Over the past several years, the idea of an investment strategy designed to promote a healthy planet and population has moved from being a niche project into the investing mainstream.
You can invest in funds that align with a variety of environmental and social goals: companies with female CEOs, companies that promote anti-racism, carbon-neutral companies – there are endless possibilities.
So what exactly does “sustainable investing” mean? And how should we define success when the goal is more than simply building wealth? Can we meet environmental or social goals without compromising the fundamentals of prudent – and successful – investment practices?
Today, I want to look at one definition of a “sustainable” investment strategy. Understanding what it is (or can be) is important if you want to consider incorporating such a strategy into your own investment program.
What is Sustainable Investing?
In an increasingly socially aware environment, sustainable investing offers a two-pronged approach to portfolio management, one that weighs both financial and extra-financial impact.
This idea of bringing non-financial goals to the world of investing comes in different forms:
- Environmentally aware investing (“sustainability” falls into this category)
- Socially responsible investing
- Impact investing
- ESG investing (Environmental, Social, Governance)
We’re focusing on “sustainable investing” here, but the letters ESG help lay out the high-level framework upon which the philosophy is built:
- Environmental: How a company impacts the environment, either negatively or positively.
- Social: How a company impacts the people it employs and those it serves. Here, a company may be rated based on diversity, labor standards, or community relations, among other items.
- Governance: How a company is run. This factor may consider executive compensation, illegal activities, labor practices, and more.
Sustainable Investing is Still Investing
Since we use Dimensional Fund Advisors’ funds as foundational components of our portfolios, we were excited to explore DFA’s approach to ESG, and more specifically to sustainability. Like other projects they undertake, DFA’s approach is grounded in sound economics, but with a view toward non-traditional investment goals that is not found in their traditional portfolios. You can think about this in four steps:
1. Start with a Tested and Successful Investment Approach
The foundation of any portfolio strategy still needs to be an investment strategy. In order for a sustainability portfolio to succeed, it must first operate within a proven investment philosophy, adopt clear investment goals, and use a well-defined and successful investment decision process.

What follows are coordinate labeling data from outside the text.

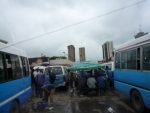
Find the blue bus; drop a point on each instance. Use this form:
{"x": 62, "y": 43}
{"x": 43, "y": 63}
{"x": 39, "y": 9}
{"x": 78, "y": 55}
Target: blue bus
{"x": 132, "y": 72}
{"x": 15, "y": 80}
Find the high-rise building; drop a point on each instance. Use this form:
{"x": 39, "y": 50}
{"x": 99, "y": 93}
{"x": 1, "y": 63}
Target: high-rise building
{"x": 82, "y": 54}
{"x": 71, "y": 53}
{"x": 107, "y": 48}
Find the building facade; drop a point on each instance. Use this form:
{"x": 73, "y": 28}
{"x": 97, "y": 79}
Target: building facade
{"x": 82, "y": 54}
{"x": 107, "y": 48}
{"x": 71, "y": 53}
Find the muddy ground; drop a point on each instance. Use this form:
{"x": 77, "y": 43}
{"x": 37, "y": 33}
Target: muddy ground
{"x": 65, "y": 103}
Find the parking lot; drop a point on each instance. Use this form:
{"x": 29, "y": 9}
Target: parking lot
{"x": 64, "y": 103}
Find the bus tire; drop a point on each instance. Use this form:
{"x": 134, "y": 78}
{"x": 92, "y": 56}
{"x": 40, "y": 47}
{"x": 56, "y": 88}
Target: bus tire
{"x": 15, "y": 107}
{"x": 137, "y": 102}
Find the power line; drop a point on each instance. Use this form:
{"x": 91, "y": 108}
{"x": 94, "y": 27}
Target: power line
{"x": 77, "y": 23}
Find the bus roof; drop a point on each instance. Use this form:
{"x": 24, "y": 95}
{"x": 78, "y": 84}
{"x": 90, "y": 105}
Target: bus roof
{"x": 12, "y": 50}
{"x": 134, "y": 43}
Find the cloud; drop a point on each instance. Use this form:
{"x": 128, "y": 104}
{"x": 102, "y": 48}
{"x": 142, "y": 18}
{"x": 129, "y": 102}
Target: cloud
{"x": 23, "y": 19}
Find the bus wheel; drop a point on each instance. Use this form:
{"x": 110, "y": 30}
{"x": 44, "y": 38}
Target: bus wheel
{"x": 15, "y": 107}
{"x": 137, "y": 102}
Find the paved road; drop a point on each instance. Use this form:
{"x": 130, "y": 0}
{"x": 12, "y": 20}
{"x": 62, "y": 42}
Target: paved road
{"x": 64, "y": 103}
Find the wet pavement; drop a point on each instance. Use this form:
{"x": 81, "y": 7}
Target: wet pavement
{"x": 64, "y": 103}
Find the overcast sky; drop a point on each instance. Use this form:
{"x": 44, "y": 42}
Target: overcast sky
{"x": 23, "y": 19}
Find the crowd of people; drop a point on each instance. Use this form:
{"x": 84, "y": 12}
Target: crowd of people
{"x": 44, "y": 86}
{"x": 89, "y": 82}
{"x": 84, "y": 82}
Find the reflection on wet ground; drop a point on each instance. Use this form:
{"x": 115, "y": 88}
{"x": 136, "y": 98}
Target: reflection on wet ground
{"x": 82, "y": 104}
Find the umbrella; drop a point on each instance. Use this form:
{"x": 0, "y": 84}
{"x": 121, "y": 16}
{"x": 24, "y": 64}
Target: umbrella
{"x": 84, "y": 66}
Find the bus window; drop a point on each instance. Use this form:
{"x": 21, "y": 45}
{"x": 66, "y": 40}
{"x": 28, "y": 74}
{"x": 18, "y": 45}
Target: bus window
{"x": 8, "y": 67}
{"x": 25, "y": 66}
{"x": 16, "y": 69}
{"x": 117, "y": 61}
{"x": 146, "y": 57}
{"x": 123, "y": 60}
{"x": 2, "y": 73}
{"x": 131, "y": 59}
{"x": 138, "y": 59}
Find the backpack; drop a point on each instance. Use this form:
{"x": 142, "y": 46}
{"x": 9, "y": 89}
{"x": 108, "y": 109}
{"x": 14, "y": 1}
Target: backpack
{"x": 52, "y": 78}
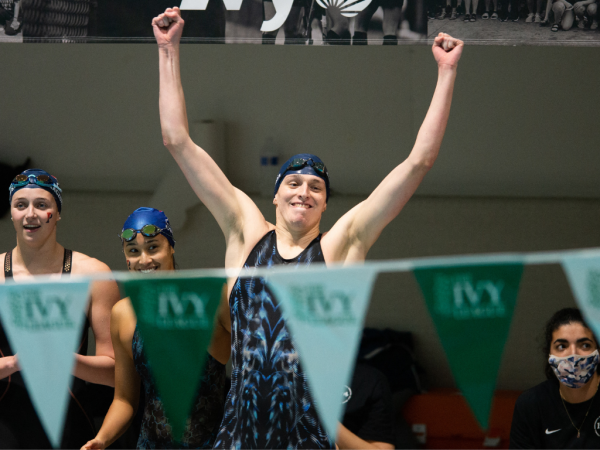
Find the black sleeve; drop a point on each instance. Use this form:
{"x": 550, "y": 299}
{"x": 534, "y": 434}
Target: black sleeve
{"x": 378, "y": 423}
{"x": 523, "y": 430}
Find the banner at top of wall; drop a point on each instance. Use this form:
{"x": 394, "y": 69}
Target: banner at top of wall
{"x": 43, "y": 323}
{"x": 325, "y": 314}
{"x": 472, "y": 308}
{"x": 175, "y": 321}
{"x": 303, "y": 22}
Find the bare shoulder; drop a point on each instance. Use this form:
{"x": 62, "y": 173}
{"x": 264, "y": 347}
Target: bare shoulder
{"x": 342, "y": 243}
{"x": 2, "y": 256}
{"x": 122, "y": 324}
{"x": 84, "y": 264}
{"x": 123, "y": 311}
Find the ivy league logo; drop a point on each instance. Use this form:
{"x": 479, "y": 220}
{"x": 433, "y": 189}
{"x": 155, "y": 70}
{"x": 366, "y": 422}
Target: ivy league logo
{"x": 314, "y": 304}
{"x": 165, "y": 307}
{"x": 462, "y": 297}
{"x": 347, "y": 8}
{"x": 32, "y": 311}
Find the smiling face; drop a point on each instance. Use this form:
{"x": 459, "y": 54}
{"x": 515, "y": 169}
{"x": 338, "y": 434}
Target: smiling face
{"x": 572, "y": 339}
{"x": 34, "y": 214}
{"x": 301, "y": 200}
{"x": 149, "y": 254}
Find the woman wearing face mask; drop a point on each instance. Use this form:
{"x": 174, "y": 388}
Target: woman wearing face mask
{"x": 563, "y": 411}
{"x": 35, "y": 207}
{"x": 149, "y": 246}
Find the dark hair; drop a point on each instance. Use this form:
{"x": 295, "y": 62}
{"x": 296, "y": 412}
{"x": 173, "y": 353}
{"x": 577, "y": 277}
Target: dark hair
{"x": 562, "y": 317}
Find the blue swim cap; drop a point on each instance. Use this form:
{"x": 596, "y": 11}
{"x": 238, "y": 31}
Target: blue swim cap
{"x": 150, "y": 216}
{"x": 305, "y": 164}
{"x": 32, "y": 182}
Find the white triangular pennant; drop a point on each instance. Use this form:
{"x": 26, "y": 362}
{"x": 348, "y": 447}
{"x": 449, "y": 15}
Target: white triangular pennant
{"x": 583, "y": 273}
{"x": 43, "y": 324}
{"x": 325, "y": 313}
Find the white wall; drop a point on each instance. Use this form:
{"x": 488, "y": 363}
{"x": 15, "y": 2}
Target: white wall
{"x": 428, "y": 226}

2. Understand What Drives Environmental Outcomes
There are dozens of possible non-investment specific outcomes that one can target, and even more possible ways of evaluating social or environmental impact. But which ones really matter? Having too many goals is, unfortunately, like having none. So DFA turned to sustainability experts to learn how they could best evaluate environmental impact. And it turned out that one factor trumped all the others: greenhouse gas emissions.
3. Incorporate Sustainability Criteria into the Investing Process
Armed with that perspective, DFA then focused on how to build a great portfolio by investing in companies that, taken together, have a significantly smaller greenhouse gas emission footprint than a traditional portfolio with similar investment goals.
To be sure, other social and environmental considerations can also play a role in portfolio decisions. Yet the key to the overall success of such a portfolio is an ability to balance a few primary, and clearly understood objectives. The fact is that if you take an extremely “reductive” approach – one that seeks to eliminate every company that does anything you remotely disagree with – you are likely to end up with a poorly performing portfolio. In addition, you won’t be in a position to voice stakeholder concerns with portfolio companies, an activity that can also have positive, long-term outcomes.
4. Deliver Positive and Reliable Outcomes
If ESG funds did not deliver balanced results, few investors would buy them. The ultimate goal of any fund – sustainability-focused or otherwise – is to provide positive long-term results. And in the case of DFA’s Sustainability Core portfolios, the funds deliver comparable results to traditional core equity funds over time. Indeed, during the recent COVID crisis, global Sustainability Core funds delivered results that were actually superior to more traditional approaches. And although we cannot expect or promise that such outperformance will persist, it is good to know that it can and does also occur.
Relative Performance of DFA’s Traditional Core & Sustainability Core Funds
Is Sustainable Investing Right for You?
At Griffin Black, sustainability funds are one of many options available to our clients. Our advisors make recommendations based on your goals and values, and if sustainable investing is important to you, we are happy to help you understand your options. Ultimately, we believe this is a personal choice. There are many ways to support causes and goals you believe in, and those concerns don’t have to be part of your investing strategy. That said, if sustainability is a consideration you’d like to incorporate into your investment program, it’s good to know that you can do so without necessarily sacrificing your fundamental investment goals.